Pearl pulled a face. “I guess she meant that time was running out. I mean, time does has an exasperating habit of doing that, doesn't it? It runs and it runs and you can turn that hourglass over as many times as you like, it just keeps on running.”

* * *

I took a taxi to Starlite Records and interrupted my friend Henry Brickman in the middle of an A&R meeting with a country-rock band who looked like the crows from
Dumbo
.

“I need to borrow your car, man. I wouldn't ask but it's seriously urgent.”

He blinked at me unhappily through his blue-tinted glasses. “It's new, Gideon.
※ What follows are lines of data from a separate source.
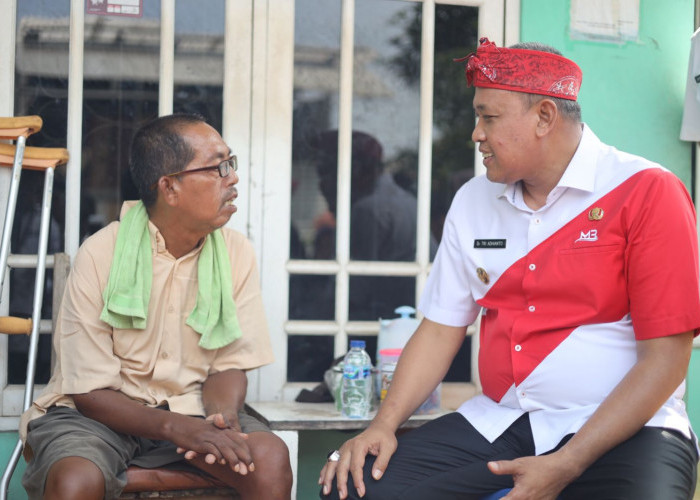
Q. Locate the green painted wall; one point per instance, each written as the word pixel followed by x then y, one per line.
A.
pixel 7 444
pixel 632 94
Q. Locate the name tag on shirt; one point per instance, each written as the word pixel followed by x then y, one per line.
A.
pixel 489 243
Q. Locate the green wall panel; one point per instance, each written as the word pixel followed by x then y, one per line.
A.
pixel 632 93
pixel 8 440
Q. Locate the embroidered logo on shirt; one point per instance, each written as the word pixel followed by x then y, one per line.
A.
pixel 489 243
pixel 596 213
pixel 483 275
pixel 591 235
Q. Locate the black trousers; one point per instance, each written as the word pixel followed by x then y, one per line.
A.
pixel 446 459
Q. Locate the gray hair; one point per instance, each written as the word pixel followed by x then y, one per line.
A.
pixel 570 110
pixel 158 149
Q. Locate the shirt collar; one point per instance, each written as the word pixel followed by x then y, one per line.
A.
pixel 157 240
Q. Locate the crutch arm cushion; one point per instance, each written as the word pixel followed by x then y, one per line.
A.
pixel 15 126
pixel 12 325
pixel 35 158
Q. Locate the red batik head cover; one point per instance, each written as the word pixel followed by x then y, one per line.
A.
pixel 522 70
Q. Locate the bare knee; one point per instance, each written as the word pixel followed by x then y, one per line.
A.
pixel 273 471
pixel 76 478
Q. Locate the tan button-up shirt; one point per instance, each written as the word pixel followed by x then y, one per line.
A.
pixel 163 363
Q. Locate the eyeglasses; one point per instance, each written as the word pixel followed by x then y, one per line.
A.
pixel 224 169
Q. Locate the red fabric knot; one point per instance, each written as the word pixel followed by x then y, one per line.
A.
pixel 522 70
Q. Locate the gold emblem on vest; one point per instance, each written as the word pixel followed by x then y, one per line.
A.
pixel 483 275
pixel 596 213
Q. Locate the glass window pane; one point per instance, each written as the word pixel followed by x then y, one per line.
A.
pixel 312 296
pixel 120 94
pixel 308 357
pixel 199 59
pixel 374 297
pixel 453 115
pixel 316 84
pixel 386 116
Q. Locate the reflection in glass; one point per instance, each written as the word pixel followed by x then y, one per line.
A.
pixel 453 115
pixel 386 119
pixel 199 59
pixel 120 94
pixel 316 84
pixel 374 297
pixel 308 357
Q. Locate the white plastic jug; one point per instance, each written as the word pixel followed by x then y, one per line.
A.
pixel 394 333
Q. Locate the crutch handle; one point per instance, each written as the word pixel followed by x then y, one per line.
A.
pixel 16 126
pixel 35 158
pixel 13 325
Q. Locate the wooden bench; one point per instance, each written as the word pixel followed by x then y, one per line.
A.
pixel 286 419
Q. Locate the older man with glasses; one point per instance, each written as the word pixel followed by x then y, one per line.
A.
pixel 161 317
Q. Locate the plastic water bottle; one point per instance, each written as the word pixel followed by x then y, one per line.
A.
pixel 356 392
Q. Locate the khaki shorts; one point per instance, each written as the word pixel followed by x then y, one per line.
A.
pixel 65 432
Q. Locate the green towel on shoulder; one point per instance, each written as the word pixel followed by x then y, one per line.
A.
pixel 128 288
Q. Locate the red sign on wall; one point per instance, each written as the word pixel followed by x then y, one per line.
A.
pixel 133 8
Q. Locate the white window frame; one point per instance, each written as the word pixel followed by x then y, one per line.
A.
pixel 497 19
pixel 257 123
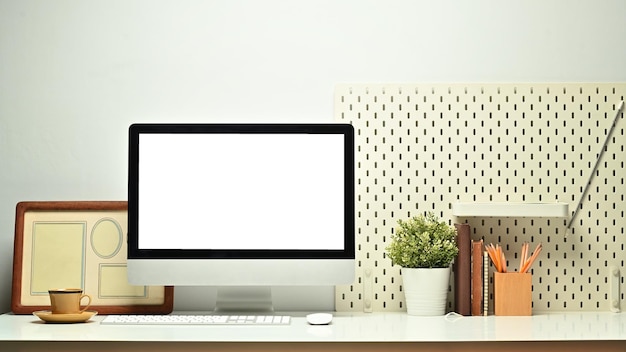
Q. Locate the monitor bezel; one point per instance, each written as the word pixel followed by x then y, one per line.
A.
pixel 136 130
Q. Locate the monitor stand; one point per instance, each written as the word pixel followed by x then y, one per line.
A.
pixel 239 299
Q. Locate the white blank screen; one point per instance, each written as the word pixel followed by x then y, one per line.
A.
pixel 241 191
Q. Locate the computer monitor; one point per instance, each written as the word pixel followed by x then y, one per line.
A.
pixel 241 206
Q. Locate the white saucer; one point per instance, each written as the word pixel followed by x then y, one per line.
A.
pixel 49 317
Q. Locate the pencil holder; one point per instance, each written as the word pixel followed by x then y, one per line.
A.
pixel 512 293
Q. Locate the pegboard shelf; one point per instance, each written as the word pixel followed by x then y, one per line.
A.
pixel 510 209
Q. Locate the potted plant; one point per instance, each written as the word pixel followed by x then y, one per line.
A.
pixel 425 247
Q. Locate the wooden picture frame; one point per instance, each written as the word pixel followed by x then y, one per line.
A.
pixel 78 244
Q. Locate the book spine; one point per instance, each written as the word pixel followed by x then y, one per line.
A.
pixel 485 283
pixel 477 277
pixel 462 271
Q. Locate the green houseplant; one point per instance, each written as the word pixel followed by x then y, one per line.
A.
pixel 423 241
pixel 425 247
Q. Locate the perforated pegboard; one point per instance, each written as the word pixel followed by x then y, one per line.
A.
pixel 423 147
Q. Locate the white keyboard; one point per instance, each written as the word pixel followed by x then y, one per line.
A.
pixel 185 319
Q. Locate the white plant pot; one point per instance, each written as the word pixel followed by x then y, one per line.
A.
pixel 426 290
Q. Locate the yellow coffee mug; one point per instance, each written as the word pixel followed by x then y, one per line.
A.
pixel 67 300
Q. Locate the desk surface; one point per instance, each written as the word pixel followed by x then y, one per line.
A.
pixel 375 327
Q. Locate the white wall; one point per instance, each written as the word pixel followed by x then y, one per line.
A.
pixel 75 73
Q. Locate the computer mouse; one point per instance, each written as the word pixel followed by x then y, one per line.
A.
pixel 319 318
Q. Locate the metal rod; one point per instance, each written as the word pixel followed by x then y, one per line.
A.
pixel 595 166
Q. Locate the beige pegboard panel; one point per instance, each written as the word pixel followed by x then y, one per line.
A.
pixel 422 147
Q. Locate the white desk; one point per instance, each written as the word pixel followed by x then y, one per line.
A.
pixel 385 331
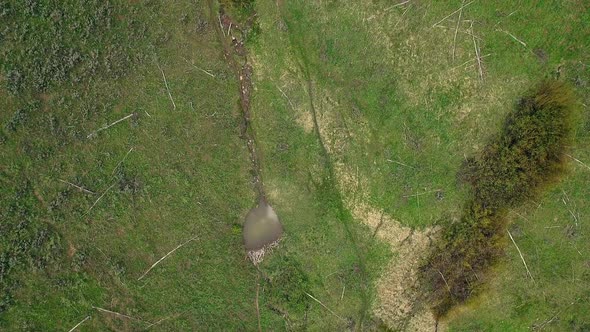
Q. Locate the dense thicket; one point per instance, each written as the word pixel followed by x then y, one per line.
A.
pixel 514 166
pixel 47 43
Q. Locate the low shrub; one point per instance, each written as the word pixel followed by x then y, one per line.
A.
pixel 513 167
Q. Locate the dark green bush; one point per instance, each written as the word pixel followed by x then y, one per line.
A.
pixel 54 43
pixel 514 167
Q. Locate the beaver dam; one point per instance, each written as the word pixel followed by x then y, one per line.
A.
pixel 262 228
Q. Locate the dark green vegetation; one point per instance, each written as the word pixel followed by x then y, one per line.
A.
pixel 382 78
pixel 529 153
pixel 151 182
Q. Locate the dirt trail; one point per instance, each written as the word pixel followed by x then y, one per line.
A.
pixel 235 54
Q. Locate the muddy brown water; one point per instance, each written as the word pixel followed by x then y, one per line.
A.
pixel 261 227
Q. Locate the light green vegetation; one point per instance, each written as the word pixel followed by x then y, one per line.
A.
pixel 404 115
pixel 396 111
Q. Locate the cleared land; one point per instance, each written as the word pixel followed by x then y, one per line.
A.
pixel 363 113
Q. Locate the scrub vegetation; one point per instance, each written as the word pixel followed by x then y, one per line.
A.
pixel 514 167
pixel 124 180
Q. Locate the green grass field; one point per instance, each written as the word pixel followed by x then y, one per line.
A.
pixel 372 103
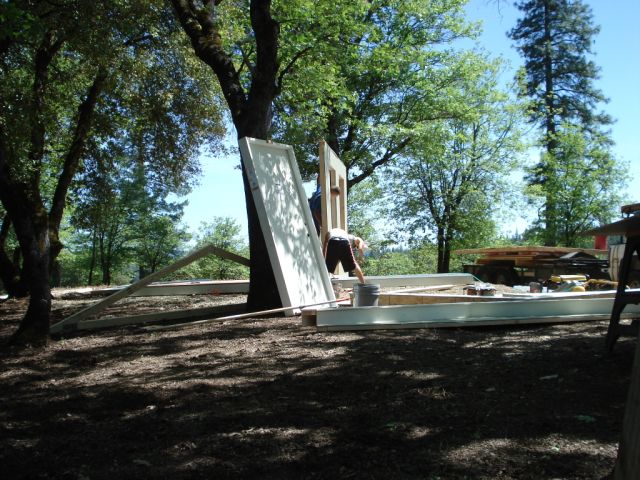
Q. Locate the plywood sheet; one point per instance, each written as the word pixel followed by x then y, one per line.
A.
pixel 285 220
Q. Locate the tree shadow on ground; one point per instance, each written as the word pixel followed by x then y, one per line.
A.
pixel 268 399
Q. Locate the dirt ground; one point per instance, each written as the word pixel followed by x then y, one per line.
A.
pixel 267 398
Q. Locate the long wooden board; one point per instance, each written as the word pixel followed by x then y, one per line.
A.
pixel 527 250
pixel 143 282
pixel 468 314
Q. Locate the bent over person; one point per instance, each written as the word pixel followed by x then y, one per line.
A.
pixel 338 247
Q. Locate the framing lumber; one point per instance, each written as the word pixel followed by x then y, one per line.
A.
pixel 143 282
pixel 236 317
pixel 430 298
pixel 154 317
pixel 553 251
pixel 422 289
pixel 333 209
pixel 424 280
pixel 468 314
pixel 193 287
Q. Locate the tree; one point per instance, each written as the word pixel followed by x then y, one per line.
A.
pixel 555 38
pixel 123 219
pixel 448 184
pixel 584 186
pixel 69 70
pixel 368 95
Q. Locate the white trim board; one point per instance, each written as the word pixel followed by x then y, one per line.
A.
pixel 468 314
pixel 423 280
pixel 286 223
I only got it last week.”

“I'll treat it like my own, I promise.”

“That's what I'm worried about. I remember that GTO you used to drive around in. It was one big dent.”

All the same, he gave me the keys, and I drove his brand-new metallic gray Malibu out of the parking structure and up Park Avenue. The sky was the same metallic gray and it was starting to snow again, and I wasn't at all sure that it was either wise or practical for me to drive all the way to Sherman, but I simply couldn't think what else I could do.

If Pearl was right, and Kate had been giving me clues instead of riddles, maybe that photograph of her with her parents was the answer to everything I needed to know.

I switched on the radio, right in the middle of a commercial break. Almost unbelievably, they were playing the music for Mother Kretchmer's Frozen Scrapple, which I had adapted as the melody for “The Pointing Tree.” It was a truly weird coincidence, but in a way it reassured me that I had made the right decision.